I received this email from my brother Leslie whose wife works for the hospital mentioned below. Donations to this hospital will help continue free services and maintenance of supplies and equipment. For those of you who dont' know, Richie and I were in Haiti at my brother's house during the earthquake. My sister-in-law(Leslie's wife) works at this hospital. Although she is in administration. she did not get home that night until 2AM. She had to keep track of medication and equipment and help in any way she could. She worked long hours the whole time we were there. Please feel free to forward this information to all your email contacts.

Thanks for your help,


> Date: Sun, 17 Jan 2010 22:20:40 -0500
> Subject: Fwd: Haiti
> From: leslie stephenson
> ------------------------------
> Date: Sat, 16 Jan 2010 05:42:18 -0800
> From:
> Subject: Haiti
> To:
> Hello to all of you who I know are touched by the disaster in Haiti.
> Below is an email that I received from a family member in Haiti. Josiane is
> the daughter of Dr. Edith Hudicourt who is one of the founders of the
> Hopital de la Communaute.Dr. Hudicourt is Fred's aunt.
> If you know of anyone who would like to send a donation you can assure them
> that the money will used 100% for the needs of the hospital
> Thank you for reading this and if you have any questions I would be happy to
> answer them
> Kind regards,
> Cathryn Osmak Pierre-Louis
> Hi Everyone
> This is an appeal letter. I know that many people read my account of my 12
> hours from the time of the earthquake to the next morning when I felt the
> need to share with friends and family in the US. What I have been doing
> since is not easy to talk about because I have never imagined myself in such
> a situation. As many people know, my mother is the founding member of a
> foundation which runs a hospital near where my family lives. The hospital
> is not free because it doesn’t get enough external funding to sustain it.

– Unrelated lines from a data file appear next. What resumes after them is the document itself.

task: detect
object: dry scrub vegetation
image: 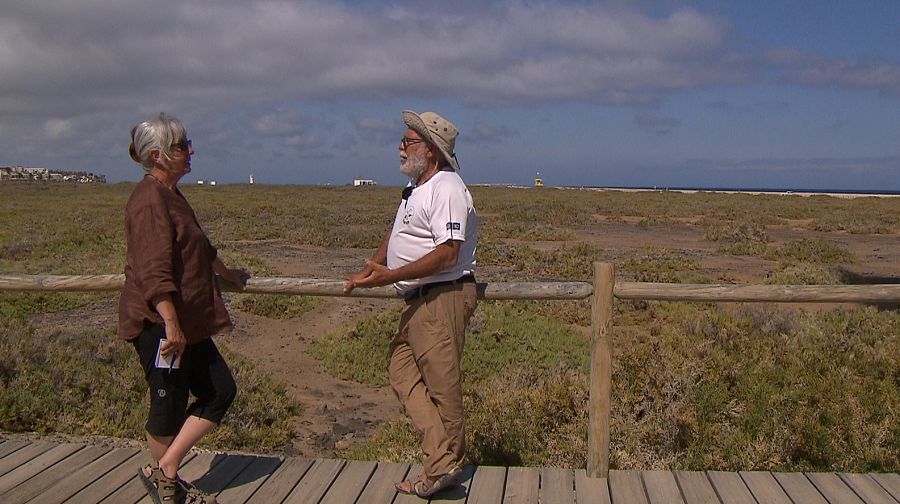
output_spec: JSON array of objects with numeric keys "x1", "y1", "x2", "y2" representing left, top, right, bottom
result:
[{"x1": 0, "y1": 184, "x2": 900, "y2": 471}]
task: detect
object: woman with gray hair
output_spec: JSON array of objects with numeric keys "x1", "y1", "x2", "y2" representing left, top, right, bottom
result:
[{"x1": 118, "y1": 114, "x2": 246, "y2": 504}]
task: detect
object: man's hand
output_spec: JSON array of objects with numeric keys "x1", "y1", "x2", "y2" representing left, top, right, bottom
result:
[
  {"x1": 354, "y1": 259, "x2": 394, "y2": 287},
  {"x1": 344, "y1": 259, "x2": 395, "y2": 294}
]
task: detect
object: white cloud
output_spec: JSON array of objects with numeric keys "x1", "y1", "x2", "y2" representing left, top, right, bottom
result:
[
  {"x1": 44, "y1": 119, "x2": 72, "y2": 139},
  {"x1": 0, "y1": 0, "x2": 747, "y2": 115}
]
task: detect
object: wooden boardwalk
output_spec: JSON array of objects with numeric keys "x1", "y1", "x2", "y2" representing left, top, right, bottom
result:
[{"x1": 0, "y1": 438, "x2": 900, "y2": 504}]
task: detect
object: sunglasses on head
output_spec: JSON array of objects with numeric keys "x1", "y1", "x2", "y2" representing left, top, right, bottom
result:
[{"x1": 172, "y1": 138, "x2": 192, "y2": 150}]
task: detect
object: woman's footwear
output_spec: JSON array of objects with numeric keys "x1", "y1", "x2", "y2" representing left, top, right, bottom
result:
[
  {"x1": 394, "y1": 466, "x2": 462, "y2": 497},
  {"x1": 138, "y1": 465, "x2": 185, "y2": 504},
  {"x1": 176, "y1": 476, "x2": 218, "y2": 504}
]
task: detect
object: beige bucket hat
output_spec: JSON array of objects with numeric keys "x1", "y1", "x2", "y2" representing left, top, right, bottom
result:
[{"x1": 403, "y1": 110, "x2": 459, "y2": 171}]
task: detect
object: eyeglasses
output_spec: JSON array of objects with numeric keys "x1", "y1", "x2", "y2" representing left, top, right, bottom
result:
[
  {"x1": 400, "y1": 137, "x2": 424, "y2": 150},
  {"x1": 172, "y1": 138, "x2": 192, "y2": 151}
]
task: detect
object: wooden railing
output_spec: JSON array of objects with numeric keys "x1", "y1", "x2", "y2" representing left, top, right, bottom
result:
[{"x1": 0, "y1": 262, "x2": 900, "y2": 478}]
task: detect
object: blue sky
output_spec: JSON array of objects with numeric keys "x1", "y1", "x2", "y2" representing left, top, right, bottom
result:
[{"x1": 0, "y1": 0, "x2": 900, "y2": 191}]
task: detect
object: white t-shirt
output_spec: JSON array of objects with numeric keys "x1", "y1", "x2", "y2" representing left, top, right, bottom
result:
[{"x1": 387, "y1": 171, "x2": 478, "y2": 292}]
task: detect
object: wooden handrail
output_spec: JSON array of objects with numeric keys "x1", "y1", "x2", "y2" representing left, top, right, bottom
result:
[
  {"x1": 0, "y1": 270, "x2": 900, "y2": 478},
  {"x1": 0, "y1": 275, "x2": 593, "y2": 300},
  {"x1": 0, "y1": 275, "x2": 900, "y2": 303}
]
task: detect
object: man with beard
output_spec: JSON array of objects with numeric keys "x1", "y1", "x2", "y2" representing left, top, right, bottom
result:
[{"x1": 344, "y1": 110, "x2": 478, "y2": 497}]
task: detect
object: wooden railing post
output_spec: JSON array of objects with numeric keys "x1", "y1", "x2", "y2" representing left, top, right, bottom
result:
[{"x1": 587, "y1": 262, "x2": 616, "y2": 478}]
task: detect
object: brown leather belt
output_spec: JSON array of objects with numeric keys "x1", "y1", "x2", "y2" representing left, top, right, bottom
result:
[{"x1": 403, "y1": 274, "x2": 475, "y2": 301}]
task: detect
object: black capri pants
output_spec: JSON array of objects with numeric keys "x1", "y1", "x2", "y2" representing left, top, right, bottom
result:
[{"x1": 131, "y1": 324, "x2": 237, "y2": 437}]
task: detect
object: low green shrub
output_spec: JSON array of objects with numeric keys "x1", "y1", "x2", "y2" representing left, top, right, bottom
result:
[
  {"x1": 619, "y1": 248, "x2": 709, "y2": 283},
  {"x1": 764, "y1": 263, "x2": 843, "y2": 285},
  {"x1": 0, "y1": 320, "x2": 299, "y2": 451},
  {"x1": 765, "y1": 238, "x2": 855, "y2": 264}
]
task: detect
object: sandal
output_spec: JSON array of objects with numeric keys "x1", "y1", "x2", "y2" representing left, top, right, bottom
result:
[
  {"x1": 394, "y1": 466, "x2": 462, "y2": 498},
  {"x1": 176, "y1": 476, "x2": 218, "y2": 504},
  {"x1": 138, "y1": 465, "x2": 187, "y2": 504}
]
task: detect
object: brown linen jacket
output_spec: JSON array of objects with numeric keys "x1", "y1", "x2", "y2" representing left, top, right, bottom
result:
[{"x1": 119, "y1": 176, "x2": 231, "y2": 345}]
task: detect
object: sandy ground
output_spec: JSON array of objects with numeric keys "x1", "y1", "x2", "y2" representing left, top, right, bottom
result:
[{"x1": 24, "y1": 220, "x2": 900, "y2": 457}]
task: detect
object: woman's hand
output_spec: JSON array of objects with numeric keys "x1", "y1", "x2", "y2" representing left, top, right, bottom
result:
[
  {"x1": 159, "y1": 323, "x2": 187, "y2": 359},
  {"x1": 153, "y1": 294, "x2": 187, "y2": 358}
]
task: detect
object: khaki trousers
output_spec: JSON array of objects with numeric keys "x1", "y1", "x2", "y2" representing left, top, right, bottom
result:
[{"x1": 388, "y1": 283, "x2": 478, "y2": 478}]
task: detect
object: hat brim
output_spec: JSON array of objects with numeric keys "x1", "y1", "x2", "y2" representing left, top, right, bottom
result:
[{"x1": 403, "y1": 110, "x2": 459, "y2": 171}]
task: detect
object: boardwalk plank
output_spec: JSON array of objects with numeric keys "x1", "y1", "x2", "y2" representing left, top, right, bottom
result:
[
  {"x1": 840, "y1": 473, "x2": 896, "y2": 504},
  {"x1": 466, "y1": 466, "x2": 506, "y2": 504},
  {"x1": 66, "y1": 450, "x2": 153, "y2": 504},
  {"x1": 869, "y1": 473, "x2": 900, "y2": 502},
  {"x1": 7, "y1": 439, "x2": 900, "y2": 504},
  {"x1": 641, "y1": 471, "x2": 684, "y2": 504},
  {"x1": 0, "y1": 443, "x2": 53, "y2": 476},
  {"x1": 40, "y1": 448, "x2": 140, "y2": 504},
  {"x1": 95, "y1": 450, "x2": 196, "y2": 504},
  {"x1": 320, "y1": 460, "x2": 376, "y2": 504},
  {"x1": 247, "y1": 458, "x2": 313, "y2": 504},
  {"x1": 0, "y1": 439, "x2": 31, "y2": 459},
  {"x1": 806, "y1": 473, "x2": 864, "y2": 504},
  {"x1": 0, "y1": 443, "x2": 84, "y2": 493},
  {"x1": 192, "y1": 455, "x2": 256, "y2": 495},
  {"x1": 284, "y1": 459, "x2": 344, "y2": 504},
  {"x1": 356, "y1": 462, "x2": 409, "y2": 504},
  {"x1": 774, "y1": 473, "x2": 828, "y2": 504},
  {"x1": 0, "y1": 446, "x2": 112, "y2": 504},
  {"x1": 675, "y1": 471, "x2": 719, "y2": 504},
  {"x1": 576, "y1": 469, "x2": 612, "y2": 504},
  {"x1": 609, "y1": 471, "x2": 650, "y2": 504},
  {"x1": 503, "y1": 467, "x2": 541, "y2": 504},
  {"x1": 541, "y1": 467, "x2": 575, "y2": 504},
  {"x1": 740, "y1": 471, "x2": 791, "y2": 504},
  {"x1": 219, "y1": 456, "x2": 284, "y2": 502},
  {"x1": 394, "y1": 464, "x2": 423, "y2": 504},
  {"x1": 706, "y1": 471, "x2": 756, "y2": 504}
]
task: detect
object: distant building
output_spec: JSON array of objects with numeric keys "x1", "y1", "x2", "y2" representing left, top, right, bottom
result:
[{"x1": 0, "y1": 166, "x2": 106, "y2": 184}]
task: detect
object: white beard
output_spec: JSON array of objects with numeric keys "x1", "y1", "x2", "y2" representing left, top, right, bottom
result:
[{"x1": 400, "y1": 152, "x2": 428, "y2": 179}]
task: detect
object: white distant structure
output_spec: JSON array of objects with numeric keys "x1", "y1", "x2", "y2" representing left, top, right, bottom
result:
[{"x1": 353, "y1": 178, "x2": 378, "y2": 187}]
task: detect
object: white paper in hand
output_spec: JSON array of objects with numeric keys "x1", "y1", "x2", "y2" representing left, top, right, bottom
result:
[{"x1": 156, "y1": 339, "x2": 181, "y2": 369}]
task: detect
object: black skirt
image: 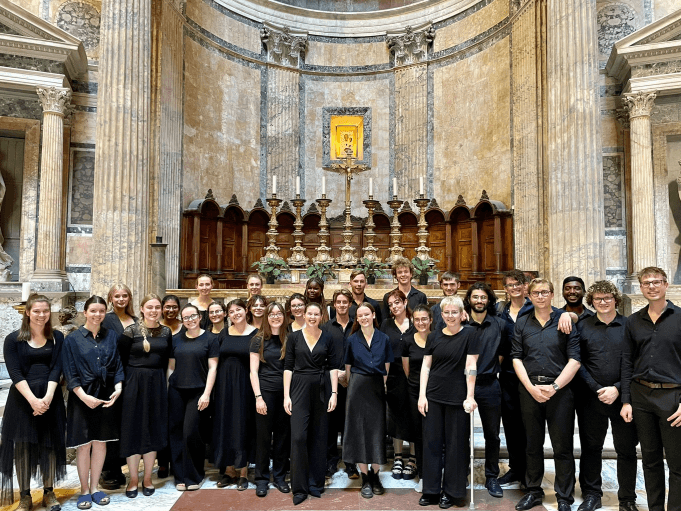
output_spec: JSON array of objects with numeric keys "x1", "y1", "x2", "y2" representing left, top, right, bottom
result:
[{"x1": 343, "y1": 373, "x2": 386, "y2": 464}]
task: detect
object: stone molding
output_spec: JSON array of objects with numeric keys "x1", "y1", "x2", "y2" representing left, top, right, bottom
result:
[{"x1": 622, "y1": 92, "x2": 657, "y2": 120}]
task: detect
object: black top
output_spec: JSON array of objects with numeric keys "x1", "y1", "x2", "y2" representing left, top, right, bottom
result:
[
  {"x1": 321, "y1": 314, "x2": 355, "y2": 371},
  {"x1": 468, "y1": 313, "x2": 510, "y2": 378},
  {"x1": 118, "y1": 323, "x2": 173, "y2": 370},
  {"x1": 2, "y1": 330, "x2": 64, "y2": 385},
  {"x1": 284, "y1": 330, "x2": 343, "y2": 375},
  {"x1": 250, "y1": 335, "x2": 284, "y2": 392},
  {"x1": 402, "y1": 334, "x2": 426, "y2": 389},
  {"x1": 168, "y1": 330, "x2": 220, "y2": 389},
  {"x1": 424, "y1": 326, "x2": 480, "y2": 405},
  {"x1": 622, "y1": 300, "x2": 681, "y2": 403},
  {"x1": 577, "y1": 314, "x2": 627, "y2": 393},
  {"x1": 511, "y1": 307, "x2": 580, "y2": 378},
  {"x1": 345, "y1": 330, "x2": 394, "y2": 376},
  {"x1": 62, "y1": 326, "x2": 125, "y2": 399}
]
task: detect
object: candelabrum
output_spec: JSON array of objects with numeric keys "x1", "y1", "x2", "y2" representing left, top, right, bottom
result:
[
  {"x1": 386, "y1": 195, "x2": 404, "y2": 264},
  {"x1": 414, "y1": 194, "x2": 430, "y2": 261},
  {"x1": 287, "y1": 193, "x2": 309, "y2": 267},
  {"x1": 260, "y1": 193, "x2": 281, "y2": 263},
  {"x1": 362, "y1": 195, "x2": 381, "y2": 263},
  {"x1": 312, "y1": 193, "x2": 333, "y2": 263}
]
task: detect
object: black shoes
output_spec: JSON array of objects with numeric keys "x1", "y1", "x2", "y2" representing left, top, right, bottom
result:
[
  {"x1": 485, "y1": 477, "x2": 504, "y2": 499},
  {"x1": 577, "y1": 495, "x2": 601, "y2": 511},
  {"x1": 515, "y1": 492, "x2": 540, "y2": 511}
]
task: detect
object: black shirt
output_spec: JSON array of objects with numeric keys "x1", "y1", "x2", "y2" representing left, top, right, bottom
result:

> Everyday gasoline powered generators run to keep electricity going and
> there are full-time employees who have to be paid. The night of the
> earthquake, my sister, Brigitte, who is an ophtalmologist spent the whole
> night with the regular hospital employees, receiving patients. When she
> came home to shower and eat the next day at noon, and I decided to go back
> with her to help. Many of the lower level staff had gone home and not come
> back for the day and I found that the most useful thing I could do was pick
> up trash, all kinds of stuff was on the ground inside and out. The doctors
> and volunteers where just attending to the emergencies with very little
> help, and patients where not even being registered. Some hopital staff
> have died in the earthquake and some have lost family members. A young
> female assistant manager was killed with her preschool child..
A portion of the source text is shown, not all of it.